In connection with the forward-looking information and forward-looking statements contained in this press release, the Company has made certain assumptions, including but not limited to: the Company being able to complete the acquisition in the matter set out herein, the Company and MMAC being able to execute and deliver definitive documentation, there being no material issues in the due diligence on MMAC, the Company and MMAC being able to obtain all board, shareholder, regulatory and third-party approvals, there being no material impact on the businesses of DionyMed or MMAC, the ability of the Company or MMAC to complete the transaction and obtain the necessary approvals.
By identifying such information and statements in this manner, the Company is alerting the reader that such information and statements are subject to known and unknown risks, uncertainties and other factors that may cause the actual results, level of activity, performance or achievements of the Company to be materially different from those expressed or implied by such information and statements, including but not limited to: the Company or MMAC not being able to complete the acquisition on the terms described herein or at all, the acquisition not having the desired impact or there being a material adverse change in the business of MMAC, material changes in the Company’s business plan that would affect the use of proceeds as set out herein, there being material fluctuations in the Company’s share price and certain other risk factors set out in the Listing Statement of the Company available on the Company’s profile on SEDAR at www.sedar.com.

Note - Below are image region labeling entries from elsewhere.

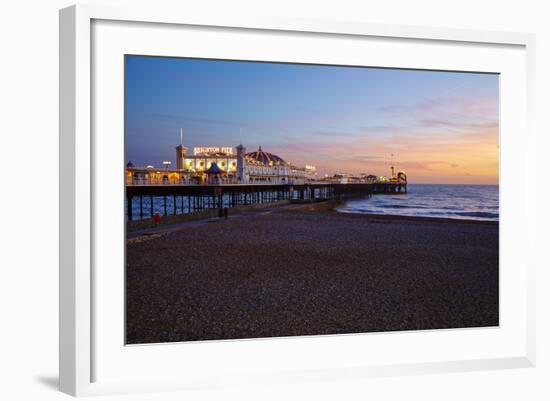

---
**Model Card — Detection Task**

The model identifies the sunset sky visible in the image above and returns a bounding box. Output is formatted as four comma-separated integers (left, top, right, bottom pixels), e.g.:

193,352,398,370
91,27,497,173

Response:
125,56,499,184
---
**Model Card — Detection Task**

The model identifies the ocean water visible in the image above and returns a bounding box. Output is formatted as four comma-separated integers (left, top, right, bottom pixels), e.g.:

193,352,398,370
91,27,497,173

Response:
337,184,499,221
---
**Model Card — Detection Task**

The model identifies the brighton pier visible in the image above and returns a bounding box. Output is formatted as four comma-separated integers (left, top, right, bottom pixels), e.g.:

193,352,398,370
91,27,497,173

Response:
126,138,407,221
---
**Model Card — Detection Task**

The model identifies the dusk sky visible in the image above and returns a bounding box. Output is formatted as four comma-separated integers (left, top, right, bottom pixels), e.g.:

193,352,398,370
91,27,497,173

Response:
125,56,499,184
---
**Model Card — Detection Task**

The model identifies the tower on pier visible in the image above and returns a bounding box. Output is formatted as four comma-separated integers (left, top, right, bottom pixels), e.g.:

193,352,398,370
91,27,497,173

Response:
176,128,187,170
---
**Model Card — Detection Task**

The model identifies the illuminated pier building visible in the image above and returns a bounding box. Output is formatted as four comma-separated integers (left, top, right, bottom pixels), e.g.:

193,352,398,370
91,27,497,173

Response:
126,134,317,185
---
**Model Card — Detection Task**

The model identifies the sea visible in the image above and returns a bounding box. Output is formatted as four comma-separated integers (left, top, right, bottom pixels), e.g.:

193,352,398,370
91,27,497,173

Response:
337,184,499,221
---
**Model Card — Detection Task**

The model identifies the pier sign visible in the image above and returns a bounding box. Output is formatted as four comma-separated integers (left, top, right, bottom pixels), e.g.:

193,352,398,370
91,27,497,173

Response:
193,146,233,156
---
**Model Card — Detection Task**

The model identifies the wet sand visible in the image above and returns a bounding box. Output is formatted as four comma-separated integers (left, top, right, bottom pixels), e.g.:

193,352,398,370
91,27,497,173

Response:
127,209,499,344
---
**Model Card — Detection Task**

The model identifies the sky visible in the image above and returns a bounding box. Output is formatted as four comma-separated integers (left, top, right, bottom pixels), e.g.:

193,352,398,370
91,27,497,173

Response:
125,56,499,184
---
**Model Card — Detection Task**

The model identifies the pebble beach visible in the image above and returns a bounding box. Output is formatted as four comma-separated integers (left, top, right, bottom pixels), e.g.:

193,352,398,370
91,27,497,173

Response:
126,208,499,344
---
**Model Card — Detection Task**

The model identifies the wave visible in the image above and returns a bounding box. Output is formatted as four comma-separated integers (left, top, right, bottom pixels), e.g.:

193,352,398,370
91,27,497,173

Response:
454,212,498,219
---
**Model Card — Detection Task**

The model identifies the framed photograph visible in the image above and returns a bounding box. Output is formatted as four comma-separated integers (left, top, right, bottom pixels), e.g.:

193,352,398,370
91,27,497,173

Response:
60,6,536,395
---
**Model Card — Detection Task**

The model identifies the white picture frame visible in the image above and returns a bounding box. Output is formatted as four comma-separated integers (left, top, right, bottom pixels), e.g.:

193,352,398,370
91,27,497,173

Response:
59,5,536,396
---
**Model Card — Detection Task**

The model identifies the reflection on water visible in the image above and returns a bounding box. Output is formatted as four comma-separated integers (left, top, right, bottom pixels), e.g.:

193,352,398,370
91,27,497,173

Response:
337,184,499,221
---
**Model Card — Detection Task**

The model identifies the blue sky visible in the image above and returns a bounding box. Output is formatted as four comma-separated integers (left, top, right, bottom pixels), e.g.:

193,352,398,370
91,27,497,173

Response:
125,56,498,183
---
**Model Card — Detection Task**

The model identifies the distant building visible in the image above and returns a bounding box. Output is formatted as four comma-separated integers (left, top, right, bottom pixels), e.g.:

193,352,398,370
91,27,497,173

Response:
126,134,317,185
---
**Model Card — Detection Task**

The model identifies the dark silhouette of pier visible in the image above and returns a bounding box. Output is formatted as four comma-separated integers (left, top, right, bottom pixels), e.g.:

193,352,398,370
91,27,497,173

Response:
126,182,407,221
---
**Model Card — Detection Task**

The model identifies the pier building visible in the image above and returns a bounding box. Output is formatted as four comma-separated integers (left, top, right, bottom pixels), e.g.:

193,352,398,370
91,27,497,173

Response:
126,134,317,185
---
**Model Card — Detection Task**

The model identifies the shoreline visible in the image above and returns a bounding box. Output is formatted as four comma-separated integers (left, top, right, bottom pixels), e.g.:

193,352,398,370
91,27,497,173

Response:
126,204,499,344
126,200,499,236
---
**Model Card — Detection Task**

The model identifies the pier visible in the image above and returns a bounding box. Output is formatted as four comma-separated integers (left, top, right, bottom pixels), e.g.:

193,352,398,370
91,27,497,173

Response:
126,182,407,221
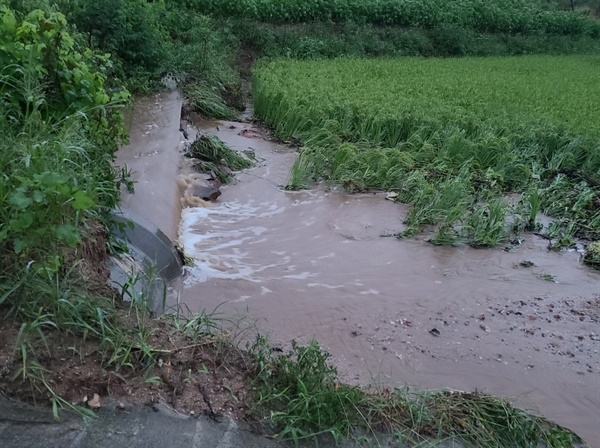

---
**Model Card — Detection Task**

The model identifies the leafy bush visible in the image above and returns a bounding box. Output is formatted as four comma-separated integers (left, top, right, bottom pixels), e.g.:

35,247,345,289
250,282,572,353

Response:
0,7,129,280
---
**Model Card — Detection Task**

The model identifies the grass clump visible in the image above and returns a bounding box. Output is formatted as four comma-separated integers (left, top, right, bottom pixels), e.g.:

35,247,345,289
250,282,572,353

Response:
583,241,600,269
186,135,253,184
253,56,600,249
251,338,580,448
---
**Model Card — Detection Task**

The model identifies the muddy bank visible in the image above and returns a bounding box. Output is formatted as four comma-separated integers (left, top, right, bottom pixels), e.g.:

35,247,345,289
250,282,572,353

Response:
180,122,600,447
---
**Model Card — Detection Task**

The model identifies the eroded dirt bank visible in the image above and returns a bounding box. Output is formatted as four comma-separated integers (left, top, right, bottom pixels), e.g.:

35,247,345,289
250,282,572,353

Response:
180,118,600,447
116,90,183,241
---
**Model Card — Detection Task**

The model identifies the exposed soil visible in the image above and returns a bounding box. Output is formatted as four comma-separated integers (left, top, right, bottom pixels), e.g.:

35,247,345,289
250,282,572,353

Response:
0,311,252,419
180,117,600,447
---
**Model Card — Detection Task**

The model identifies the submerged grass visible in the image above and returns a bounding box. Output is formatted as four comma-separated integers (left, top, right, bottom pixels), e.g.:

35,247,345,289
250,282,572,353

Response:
251,338,580,448
186,135,253,184
253,56,600,248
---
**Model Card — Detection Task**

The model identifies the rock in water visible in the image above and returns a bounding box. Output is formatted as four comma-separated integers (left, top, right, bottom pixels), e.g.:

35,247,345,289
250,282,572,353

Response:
187,182,221,201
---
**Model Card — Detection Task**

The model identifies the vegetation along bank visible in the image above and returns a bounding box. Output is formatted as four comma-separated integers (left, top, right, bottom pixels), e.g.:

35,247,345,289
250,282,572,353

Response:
0,0,600,447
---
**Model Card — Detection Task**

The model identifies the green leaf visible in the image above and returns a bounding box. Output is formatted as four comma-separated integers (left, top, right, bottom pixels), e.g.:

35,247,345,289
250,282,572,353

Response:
13,238,25,254
31,190,46,203
10,213,33,232
71,190,95,210
52,224,81,246
9,189,33,208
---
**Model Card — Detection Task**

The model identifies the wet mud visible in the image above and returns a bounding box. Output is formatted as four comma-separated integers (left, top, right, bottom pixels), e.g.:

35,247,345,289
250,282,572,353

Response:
179,118,600,447
115,90,183,241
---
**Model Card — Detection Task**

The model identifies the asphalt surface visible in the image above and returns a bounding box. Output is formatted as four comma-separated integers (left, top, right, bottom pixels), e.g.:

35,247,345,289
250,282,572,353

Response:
0,397,283,448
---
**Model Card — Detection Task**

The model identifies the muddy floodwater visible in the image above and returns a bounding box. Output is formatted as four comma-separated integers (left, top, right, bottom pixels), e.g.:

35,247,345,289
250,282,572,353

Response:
119,93,600,448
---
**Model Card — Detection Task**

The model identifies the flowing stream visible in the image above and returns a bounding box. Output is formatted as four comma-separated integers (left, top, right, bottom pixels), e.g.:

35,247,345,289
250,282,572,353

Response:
119,93,600,448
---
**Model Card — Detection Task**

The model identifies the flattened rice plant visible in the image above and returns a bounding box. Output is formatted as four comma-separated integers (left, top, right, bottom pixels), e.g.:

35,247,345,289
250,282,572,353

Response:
253,56,600,247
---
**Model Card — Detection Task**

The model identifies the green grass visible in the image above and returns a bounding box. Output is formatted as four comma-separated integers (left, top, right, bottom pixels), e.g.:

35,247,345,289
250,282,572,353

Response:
186,135,253,184
253,56,600,248
190,0,599,36
251,337,580,448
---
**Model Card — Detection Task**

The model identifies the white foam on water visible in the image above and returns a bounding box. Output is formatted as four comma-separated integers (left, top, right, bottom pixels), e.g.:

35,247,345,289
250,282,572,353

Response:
359,289,379,296
306,283,345,289
283,272,319,280
179,201,289,285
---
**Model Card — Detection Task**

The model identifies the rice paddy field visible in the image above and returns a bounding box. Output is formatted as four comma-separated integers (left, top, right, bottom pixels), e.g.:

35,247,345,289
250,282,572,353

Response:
253,56,600,249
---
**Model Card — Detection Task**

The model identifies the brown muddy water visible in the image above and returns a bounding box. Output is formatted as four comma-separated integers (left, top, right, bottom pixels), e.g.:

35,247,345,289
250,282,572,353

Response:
119,93,600,448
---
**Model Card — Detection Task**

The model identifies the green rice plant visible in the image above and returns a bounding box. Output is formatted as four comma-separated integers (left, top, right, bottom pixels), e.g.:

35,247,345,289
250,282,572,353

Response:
403,171,470,244
250,336,581,448
522,186,542,232
463,198,508,247
186,135,253,184
183,84,237,120
191,0,600,38
253,56,600,246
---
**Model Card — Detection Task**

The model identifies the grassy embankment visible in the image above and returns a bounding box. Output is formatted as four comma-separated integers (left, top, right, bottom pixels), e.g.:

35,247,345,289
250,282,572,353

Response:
0,0,598,446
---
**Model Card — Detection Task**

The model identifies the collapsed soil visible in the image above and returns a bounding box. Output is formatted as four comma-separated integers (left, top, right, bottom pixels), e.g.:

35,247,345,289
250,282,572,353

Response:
0,311,253,419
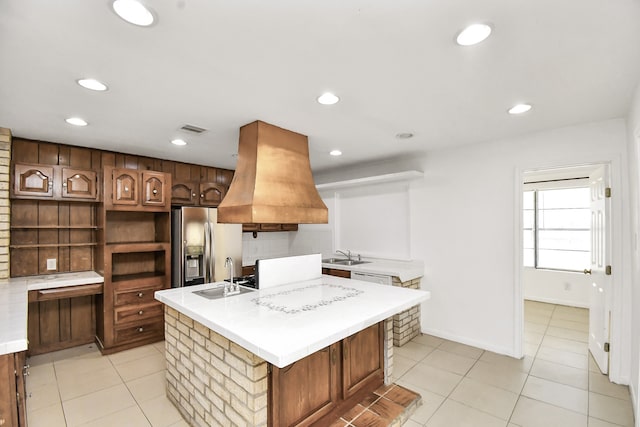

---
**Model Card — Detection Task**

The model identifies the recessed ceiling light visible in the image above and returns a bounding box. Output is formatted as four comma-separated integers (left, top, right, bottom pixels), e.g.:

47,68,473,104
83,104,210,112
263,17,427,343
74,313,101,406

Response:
318,92,340,105
112,0,155,27
509,104,531,114
456,24,491,46
64,117,89,126
396,132,413,139
76,79,108,92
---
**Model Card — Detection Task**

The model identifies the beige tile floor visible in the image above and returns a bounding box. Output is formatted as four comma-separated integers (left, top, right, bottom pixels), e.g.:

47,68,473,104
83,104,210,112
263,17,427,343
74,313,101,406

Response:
27,301,633,427
27,342,188,427
394,301,633,427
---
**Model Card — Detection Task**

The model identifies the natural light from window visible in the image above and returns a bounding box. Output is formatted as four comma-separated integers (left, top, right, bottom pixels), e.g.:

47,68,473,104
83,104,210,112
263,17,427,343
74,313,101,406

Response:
523,187,591,271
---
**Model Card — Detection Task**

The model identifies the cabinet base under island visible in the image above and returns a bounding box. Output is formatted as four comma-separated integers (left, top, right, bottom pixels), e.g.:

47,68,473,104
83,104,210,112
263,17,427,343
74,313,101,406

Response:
165,306,421,427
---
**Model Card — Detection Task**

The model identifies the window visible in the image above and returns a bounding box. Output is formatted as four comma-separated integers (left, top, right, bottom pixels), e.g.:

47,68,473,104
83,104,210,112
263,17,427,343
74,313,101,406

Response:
522,180,591,271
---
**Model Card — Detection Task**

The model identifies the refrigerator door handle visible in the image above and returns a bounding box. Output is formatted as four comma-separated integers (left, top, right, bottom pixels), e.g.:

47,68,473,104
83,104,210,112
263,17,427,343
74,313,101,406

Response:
209,222,216,282
204,222,212,283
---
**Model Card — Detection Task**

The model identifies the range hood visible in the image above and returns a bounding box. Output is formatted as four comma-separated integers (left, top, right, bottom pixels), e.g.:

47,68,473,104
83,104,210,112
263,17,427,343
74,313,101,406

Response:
218,121,328,224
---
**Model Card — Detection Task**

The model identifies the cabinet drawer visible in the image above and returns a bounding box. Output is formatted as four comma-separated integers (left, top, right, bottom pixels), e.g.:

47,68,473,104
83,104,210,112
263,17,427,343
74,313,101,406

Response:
113,286,163,306
115,316,164,344
114,303,162,325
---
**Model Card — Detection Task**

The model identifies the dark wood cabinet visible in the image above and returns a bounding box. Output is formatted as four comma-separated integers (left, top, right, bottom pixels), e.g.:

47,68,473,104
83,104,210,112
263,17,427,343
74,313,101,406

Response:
165,162,233,207
11,163,98,201
109,166,171,211
62,168,98,200
270,343,340,427
97,167,171,354
9,199,100,277
268,322,384,427
13,164,53,199
27,283,103,356
111,169,140,206
171,181,199,206
0,351,29,427
141,171,168,207
342,324,384,399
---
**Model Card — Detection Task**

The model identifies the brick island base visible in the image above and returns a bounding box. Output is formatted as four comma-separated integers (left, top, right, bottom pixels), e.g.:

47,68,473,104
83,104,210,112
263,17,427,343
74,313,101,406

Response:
165,306,393,427
393,277,420,347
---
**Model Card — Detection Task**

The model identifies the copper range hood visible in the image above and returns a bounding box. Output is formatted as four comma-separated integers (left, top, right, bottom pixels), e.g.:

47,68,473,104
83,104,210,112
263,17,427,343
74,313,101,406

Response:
218,121,328,224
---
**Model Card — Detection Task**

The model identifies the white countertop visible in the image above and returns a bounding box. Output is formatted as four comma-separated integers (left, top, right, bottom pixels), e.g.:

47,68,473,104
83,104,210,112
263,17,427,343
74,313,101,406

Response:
0,271,104,355
322,255,424,282
0,280,27,355
155,276,430,368
9,271,104,291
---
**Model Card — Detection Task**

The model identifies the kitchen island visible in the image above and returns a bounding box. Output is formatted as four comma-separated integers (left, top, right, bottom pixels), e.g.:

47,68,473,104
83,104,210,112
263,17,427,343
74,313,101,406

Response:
156,276,429,426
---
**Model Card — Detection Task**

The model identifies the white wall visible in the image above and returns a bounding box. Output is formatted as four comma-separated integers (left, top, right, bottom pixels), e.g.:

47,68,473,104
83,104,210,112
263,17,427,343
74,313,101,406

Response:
627,85,640,426
316,120,630,382
412,120,629,381
522,268,591,308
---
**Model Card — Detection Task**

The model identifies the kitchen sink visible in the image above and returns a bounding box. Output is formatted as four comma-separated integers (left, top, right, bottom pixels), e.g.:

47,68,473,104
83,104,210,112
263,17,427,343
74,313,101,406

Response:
322,258,349,264
335,259,371,265
322,258,371,265
193,286,255,299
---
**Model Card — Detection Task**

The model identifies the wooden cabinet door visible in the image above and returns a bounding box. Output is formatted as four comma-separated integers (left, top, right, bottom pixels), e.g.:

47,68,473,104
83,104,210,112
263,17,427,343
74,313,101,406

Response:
199,182,227,206
142,172,167,206
112,169,139,206
13,163,54,198
171,182,199,206
62,168,98,200
342,323,384,399
270,344,339,427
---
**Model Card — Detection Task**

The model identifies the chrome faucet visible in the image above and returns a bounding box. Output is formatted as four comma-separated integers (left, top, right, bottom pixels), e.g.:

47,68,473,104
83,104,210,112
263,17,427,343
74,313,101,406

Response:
224,257,240,296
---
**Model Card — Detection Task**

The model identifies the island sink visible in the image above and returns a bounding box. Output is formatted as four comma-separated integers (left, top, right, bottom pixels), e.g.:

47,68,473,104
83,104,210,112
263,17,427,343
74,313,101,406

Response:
193,286,255,299
322,258,371,265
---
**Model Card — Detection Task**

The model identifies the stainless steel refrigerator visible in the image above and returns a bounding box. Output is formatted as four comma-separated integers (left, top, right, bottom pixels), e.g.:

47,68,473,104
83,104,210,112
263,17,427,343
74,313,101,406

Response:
171,207,242,288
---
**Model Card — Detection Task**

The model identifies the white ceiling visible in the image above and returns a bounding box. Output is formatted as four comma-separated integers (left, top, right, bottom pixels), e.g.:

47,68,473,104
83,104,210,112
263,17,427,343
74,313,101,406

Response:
0,0,640,171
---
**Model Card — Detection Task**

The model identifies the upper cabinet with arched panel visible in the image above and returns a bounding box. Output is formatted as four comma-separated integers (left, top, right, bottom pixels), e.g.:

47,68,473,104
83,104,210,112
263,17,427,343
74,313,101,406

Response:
104,166,171,211
11,163,99,202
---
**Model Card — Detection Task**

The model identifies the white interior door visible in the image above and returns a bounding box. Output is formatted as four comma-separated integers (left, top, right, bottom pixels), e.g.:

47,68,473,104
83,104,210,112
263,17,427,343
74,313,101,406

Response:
585,165,611,374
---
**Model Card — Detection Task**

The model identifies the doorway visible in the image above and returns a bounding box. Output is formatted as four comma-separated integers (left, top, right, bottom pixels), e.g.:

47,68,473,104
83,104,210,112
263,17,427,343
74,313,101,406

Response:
519,163,612,373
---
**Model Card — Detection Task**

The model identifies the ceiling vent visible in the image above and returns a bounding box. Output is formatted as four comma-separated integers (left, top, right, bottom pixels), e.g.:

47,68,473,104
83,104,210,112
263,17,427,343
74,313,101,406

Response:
180,124,207,134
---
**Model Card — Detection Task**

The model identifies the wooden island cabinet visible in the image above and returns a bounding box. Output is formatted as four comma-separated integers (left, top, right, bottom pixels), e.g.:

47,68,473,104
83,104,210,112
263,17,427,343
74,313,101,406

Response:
155,272,430,427
269,322,384,427
97,166,171,354
0,351,29,427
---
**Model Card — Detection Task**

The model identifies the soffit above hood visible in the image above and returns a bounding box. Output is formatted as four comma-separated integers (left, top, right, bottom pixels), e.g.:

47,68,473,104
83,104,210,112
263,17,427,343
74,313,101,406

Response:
218,121,328,224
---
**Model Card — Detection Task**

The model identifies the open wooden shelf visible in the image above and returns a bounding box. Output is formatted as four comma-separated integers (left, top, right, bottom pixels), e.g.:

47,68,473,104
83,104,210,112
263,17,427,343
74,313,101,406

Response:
9,242,98,249
11,225,99,230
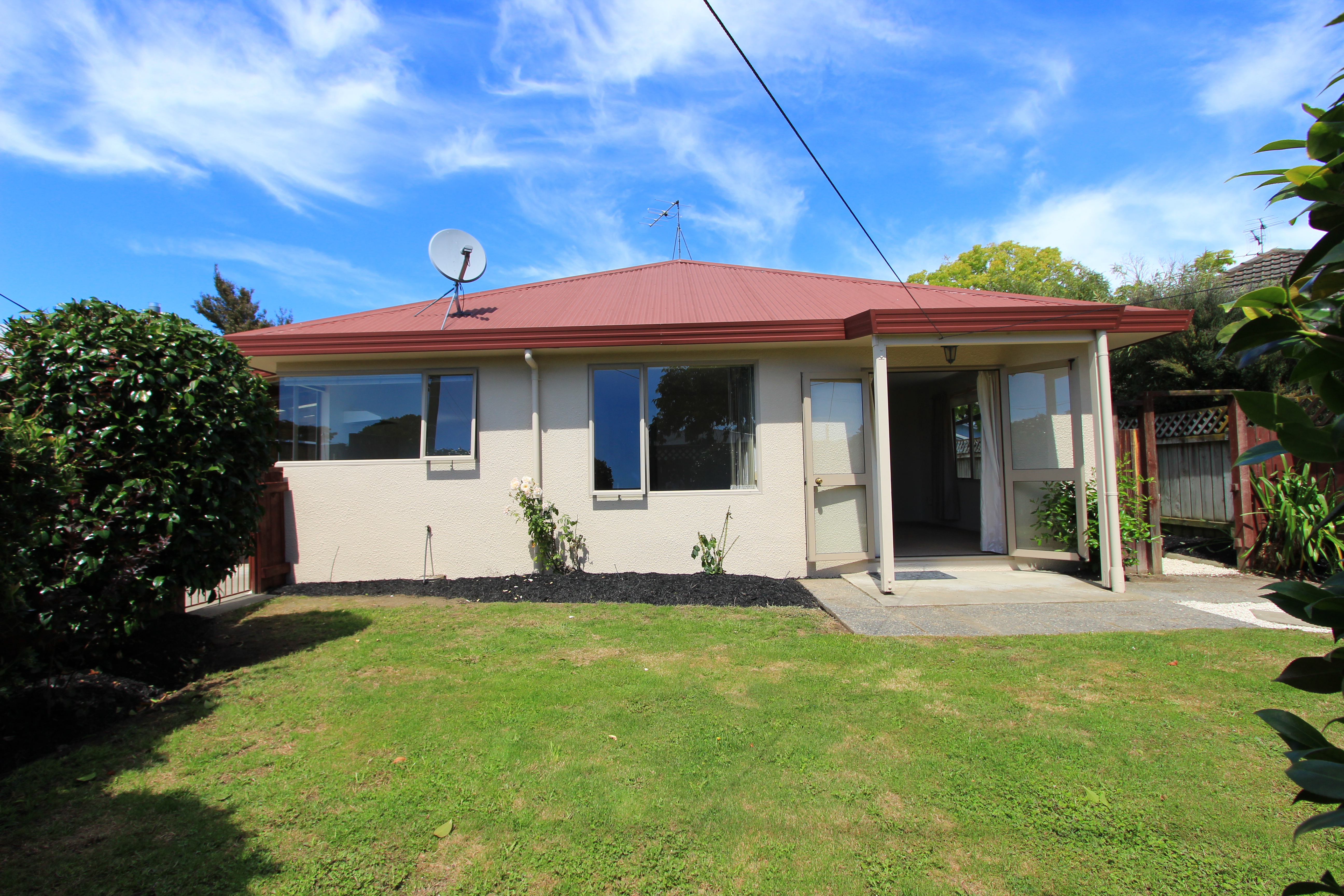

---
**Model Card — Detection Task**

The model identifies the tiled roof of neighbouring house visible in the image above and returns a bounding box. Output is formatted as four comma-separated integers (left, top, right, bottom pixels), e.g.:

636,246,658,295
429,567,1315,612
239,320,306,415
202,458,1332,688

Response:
1223,249,1306,296
228,261,1189,355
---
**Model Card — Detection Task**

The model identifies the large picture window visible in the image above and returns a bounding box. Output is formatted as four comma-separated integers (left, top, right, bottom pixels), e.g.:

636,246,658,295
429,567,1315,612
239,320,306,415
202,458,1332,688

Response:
648,365,755,492
276,373,476,462
591,364,757,493
593,367,644,492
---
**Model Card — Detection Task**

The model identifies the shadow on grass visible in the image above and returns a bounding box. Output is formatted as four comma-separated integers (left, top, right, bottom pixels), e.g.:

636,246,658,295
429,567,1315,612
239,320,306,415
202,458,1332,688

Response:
206,605,371,674
0,610,370,896
0,786,279,896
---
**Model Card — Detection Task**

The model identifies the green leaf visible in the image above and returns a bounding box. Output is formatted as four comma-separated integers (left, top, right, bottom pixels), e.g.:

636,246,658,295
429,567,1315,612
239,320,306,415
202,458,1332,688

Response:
1219,314,1301,353
1287,345,1344,383
1215,317,1254,342
1233,286,1287,308
1233,439,1287,466
1274,656,1344,698
1284,759,1344,801
1255,140,1306,152
1281,870,1344,896
1233,395,1314,432
1284,809,1344,843
1284,166,1331,190
1255,709,1333,750
1289,227,1344,282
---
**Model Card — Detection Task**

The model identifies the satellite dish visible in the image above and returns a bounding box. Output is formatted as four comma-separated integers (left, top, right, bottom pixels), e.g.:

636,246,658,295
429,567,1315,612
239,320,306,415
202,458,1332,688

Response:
429,230,485,283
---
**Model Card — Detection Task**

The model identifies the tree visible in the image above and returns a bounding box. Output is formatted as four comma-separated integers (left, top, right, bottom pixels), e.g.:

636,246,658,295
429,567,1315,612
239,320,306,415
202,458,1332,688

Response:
192,265,294,333
907,239,1110,302
0,299,276,680
1218,15,1344,893
1110,249,1292,402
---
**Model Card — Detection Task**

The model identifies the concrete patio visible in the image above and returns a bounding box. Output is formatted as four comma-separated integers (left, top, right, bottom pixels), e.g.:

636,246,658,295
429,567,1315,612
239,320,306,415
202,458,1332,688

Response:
801,563,1324,635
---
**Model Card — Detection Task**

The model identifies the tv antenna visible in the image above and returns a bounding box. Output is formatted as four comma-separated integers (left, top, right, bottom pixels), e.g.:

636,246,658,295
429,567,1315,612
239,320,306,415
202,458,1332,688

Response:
1246,218,1284,254
411,230,485,329
644,199,695,261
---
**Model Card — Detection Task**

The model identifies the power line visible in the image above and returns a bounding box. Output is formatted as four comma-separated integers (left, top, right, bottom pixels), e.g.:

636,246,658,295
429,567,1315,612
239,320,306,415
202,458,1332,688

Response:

Although the Company believes that the assumptions and factors used in preparing, and the expectations contained in, the forward-looking information and statements are reasonable, undue reliance should not be placed on such information and statements, and no assurance or guarantee can be given that such forward-looking information and statements will prove to be accurate, as actual results and future events could differ materially from those anticipated in such information and statements. The forward-looking information and forward-looking statements contained in this press release are made as of the date of this press release, and the Company does not undertake to update any forward-looking information and/or forward-looking statements that are contained or referenced herein, except in accordance with applicable securities laws. All subsequent written and oral forward- looking information and statements attributable to the Company or persons acting on its behalf is expressly qualified in its entirety by this notice.